Waldorf School of Peninsula to jedna z około 160 szkół Waldorf w USA. W przeciwieństwie do trendów panujących w szkołach na całym świecie, szkoły Waldorf nie mają zamiaru wykorzystywać komputerów, a nawet zachęcają uczniów, by nie używali ich w domu.
W szkole korzysta się z tradycyjnych materiałów - papieru, długopisów. Uczniowie uczą się też robienia na drutach i garncarstwa. Zgodnie z filozofią Waldorf School nauka ma być kreatywna, ma być związana z aktywnością fizyczną, doświadczaniem nowych rzeczy i interakcją z innymi ludźmi. Komputery, zdaniem nauczycieli i rodziców, posyłających dzieci do Waldorfa, upośledzają kreatywne myślenie, ograniczają ruch, interakcje pomiędzy ludźmi i źle wpływają na zdolność skupienia uwagi.

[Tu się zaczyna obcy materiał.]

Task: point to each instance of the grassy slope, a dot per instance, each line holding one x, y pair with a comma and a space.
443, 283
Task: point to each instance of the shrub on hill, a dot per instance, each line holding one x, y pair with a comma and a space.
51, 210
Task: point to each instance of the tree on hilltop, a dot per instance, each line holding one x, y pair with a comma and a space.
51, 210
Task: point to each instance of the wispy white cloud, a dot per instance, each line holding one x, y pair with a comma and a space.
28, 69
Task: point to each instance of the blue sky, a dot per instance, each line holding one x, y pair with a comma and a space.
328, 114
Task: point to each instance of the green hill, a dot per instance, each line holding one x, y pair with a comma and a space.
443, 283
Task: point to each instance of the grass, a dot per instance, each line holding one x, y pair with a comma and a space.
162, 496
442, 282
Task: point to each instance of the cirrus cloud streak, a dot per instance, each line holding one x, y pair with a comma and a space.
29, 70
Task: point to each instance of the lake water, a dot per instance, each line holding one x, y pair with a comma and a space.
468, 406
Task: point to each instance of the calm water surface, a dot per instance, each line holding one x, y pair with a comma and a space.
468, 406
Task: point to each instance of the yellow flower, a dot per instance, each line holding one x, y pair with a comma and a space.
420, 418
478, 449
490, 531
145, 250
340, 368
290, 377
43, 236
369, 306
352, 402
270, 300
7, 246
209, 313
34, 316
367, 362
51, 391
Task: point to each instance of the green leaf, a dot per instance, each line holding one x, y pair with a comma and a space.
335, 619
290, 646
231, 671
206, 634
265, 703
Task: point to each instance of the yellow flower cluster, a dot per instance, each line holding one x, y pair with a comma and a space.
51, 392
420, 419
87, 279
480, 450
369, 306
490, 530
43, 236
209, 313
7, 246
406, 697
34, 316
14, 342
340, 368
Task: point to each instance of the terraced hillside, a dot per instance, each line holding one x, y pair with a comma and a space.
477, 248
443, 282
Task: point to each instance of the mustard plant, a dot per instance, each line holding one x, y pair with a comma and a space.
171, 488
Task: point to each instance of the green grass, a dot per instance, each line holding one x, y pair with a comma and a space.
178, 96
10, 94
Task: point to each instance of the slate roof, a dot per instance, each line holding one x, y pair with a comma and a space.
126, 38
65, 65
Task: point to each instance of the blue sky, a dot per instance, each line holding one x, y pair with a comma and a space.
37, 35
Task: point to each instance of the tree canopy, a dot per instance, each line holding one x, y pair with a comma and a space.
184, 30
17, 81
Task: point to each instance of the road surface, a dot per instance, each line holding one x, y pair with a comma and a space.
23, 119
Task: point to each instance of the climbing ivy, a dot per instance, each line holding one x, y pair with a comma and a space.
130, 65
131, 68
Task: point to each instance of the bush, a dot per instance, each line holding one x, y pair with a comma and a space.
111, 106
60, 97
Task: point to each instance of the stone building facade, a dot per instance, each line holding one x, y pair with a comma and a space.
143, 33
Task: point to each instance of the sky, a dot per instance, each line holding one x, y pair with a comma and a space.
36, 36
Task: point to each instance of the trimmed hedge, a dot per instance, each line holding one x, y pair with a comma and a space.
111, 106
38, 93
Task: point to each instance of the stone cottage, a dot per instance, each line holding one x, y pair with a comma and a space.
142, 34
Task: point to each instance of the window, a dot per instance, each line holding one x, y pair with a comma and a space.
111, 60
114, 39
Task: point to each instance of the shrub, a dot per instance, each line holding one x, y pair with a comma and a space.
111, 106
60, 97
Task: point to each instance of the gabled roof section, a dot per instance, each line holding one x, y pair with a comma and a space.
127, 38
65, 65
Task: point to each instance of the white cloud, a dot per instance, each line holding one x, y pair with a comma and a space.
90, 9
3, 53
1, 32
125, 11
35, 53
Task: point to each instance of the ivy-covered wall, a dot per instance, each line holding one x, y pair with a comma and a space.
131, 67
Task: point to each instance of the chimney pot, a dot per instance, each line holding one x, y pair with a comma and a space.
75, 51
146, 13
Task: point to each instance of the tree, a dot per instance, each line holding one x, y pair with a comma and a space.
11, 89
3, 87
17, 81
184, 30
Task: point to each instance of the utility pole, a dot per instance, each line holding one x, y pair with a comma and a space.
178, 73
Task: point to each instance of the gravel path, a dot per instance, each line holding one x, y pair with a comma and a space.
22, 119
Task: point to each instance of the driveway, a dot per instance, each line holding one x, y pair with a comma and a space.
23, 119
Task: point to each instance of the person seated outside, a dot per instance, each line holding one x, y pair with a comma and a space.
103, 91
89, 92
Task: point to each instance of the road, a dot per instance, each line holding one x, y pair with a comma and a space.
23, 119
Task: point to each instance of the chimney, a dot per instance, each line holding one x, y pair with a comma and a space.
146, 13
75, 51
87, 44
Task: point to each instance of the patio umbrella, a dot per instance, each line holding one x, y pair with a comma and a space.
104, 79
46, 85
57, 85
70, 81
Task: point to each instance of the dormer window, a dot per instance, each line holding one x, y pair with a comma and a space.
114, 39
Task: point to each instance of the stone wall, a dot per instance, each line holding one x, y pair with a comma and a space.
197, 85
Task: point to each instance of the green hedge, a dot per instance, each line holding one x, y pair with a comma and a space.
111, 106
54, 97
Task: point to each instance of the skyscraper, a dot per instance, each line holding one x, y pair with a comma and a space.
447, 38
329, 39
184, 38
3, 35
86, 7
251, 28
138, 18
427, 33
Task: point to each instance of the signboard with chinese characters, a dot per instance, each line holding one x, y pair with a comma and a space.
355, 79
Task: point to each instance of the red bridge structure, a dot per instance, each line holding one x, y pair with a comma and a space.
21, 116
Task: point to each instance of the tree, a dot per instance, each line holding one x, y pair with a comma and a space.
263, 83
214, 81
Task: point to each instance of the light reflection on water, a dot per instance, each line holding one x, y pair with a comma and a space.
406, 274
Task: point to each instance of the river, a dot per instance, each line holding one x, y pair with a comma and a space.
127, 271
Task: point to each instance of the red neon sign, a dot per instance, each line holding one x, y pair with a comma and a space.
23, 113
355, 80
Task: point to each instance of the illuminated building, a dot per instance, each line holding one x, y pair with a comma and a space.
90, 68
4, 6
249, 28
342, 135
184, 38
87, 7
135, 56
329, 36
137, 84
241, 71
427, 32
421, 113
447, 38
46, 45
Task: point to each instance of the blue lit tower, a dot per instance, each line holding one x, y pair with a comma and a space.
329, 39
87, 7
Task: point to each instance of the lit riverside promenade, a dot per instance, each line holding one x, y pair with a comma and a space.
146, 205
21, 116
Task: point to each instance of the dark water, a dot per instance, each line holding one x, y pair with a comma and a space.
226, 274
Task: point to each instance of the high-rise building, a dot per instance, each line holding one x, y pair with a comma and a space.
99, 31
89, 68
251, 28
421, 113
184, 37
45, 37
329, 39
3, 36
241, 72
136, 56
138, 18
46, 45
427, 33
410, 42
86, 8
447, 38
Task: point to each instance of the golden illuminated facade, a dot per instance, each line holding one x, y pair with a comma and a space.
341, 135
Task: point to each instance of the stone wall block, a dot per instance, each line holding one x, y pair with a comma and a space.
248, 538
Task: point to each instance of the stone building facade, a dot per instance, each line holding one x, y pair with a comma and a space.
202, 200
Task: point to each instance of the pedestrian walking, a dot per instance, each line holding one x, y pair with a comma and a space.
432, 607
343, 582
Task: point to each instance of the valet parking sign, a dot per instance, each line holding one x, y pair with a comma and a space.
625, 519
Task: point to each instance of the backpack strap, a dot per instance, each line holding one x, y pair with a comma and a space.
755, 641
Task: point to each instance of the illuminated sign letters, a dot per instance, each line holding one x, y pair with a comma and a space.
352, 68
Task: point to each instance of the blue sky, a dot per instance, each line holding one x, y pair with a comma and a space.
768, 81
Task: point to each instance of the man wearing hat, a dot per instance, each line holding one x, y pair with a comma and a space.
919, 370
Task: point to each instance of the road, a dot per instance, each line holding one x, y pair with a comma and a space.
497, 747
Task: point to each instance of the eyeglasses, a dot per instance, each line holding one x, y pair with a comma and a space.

Odrzucam stwierdzenie, że w szkole konieczna jest technologia. Pomysł, ze aplikacje na iPadzie lepiej nauczą moje dzieci czytania czy liczenia jest śmieszny - mówi 50-letni Alan Eagle, który jest odpowiedzialny w Google'u za komunikację najwyższych rangą menedżerów i m.in. pisze przemówienia dla Erica Schmidta. Jego 10-letnia córka nie wie, jak używać Google'a, a 13-letni syn dopiero się tego uczy.
Aż 75% rodziców dzieci uczęszczających do Waldorf School of Peninsula ma ścisłe związki z przemysłem wysokich technologii. Jednak Eagle nie widzi w tym sprzeczności. Uważa, że na wszystko jest czas i miejsce. „Gdybym pracował w Miramaksie i robił świetne, artystyczne filmy dopuszczalne dla osób powyżej 17. roku życia, to nie chciałbym, żeby moje dzieci oglądały je przed ukończeniem 17 lat" - stwierdza.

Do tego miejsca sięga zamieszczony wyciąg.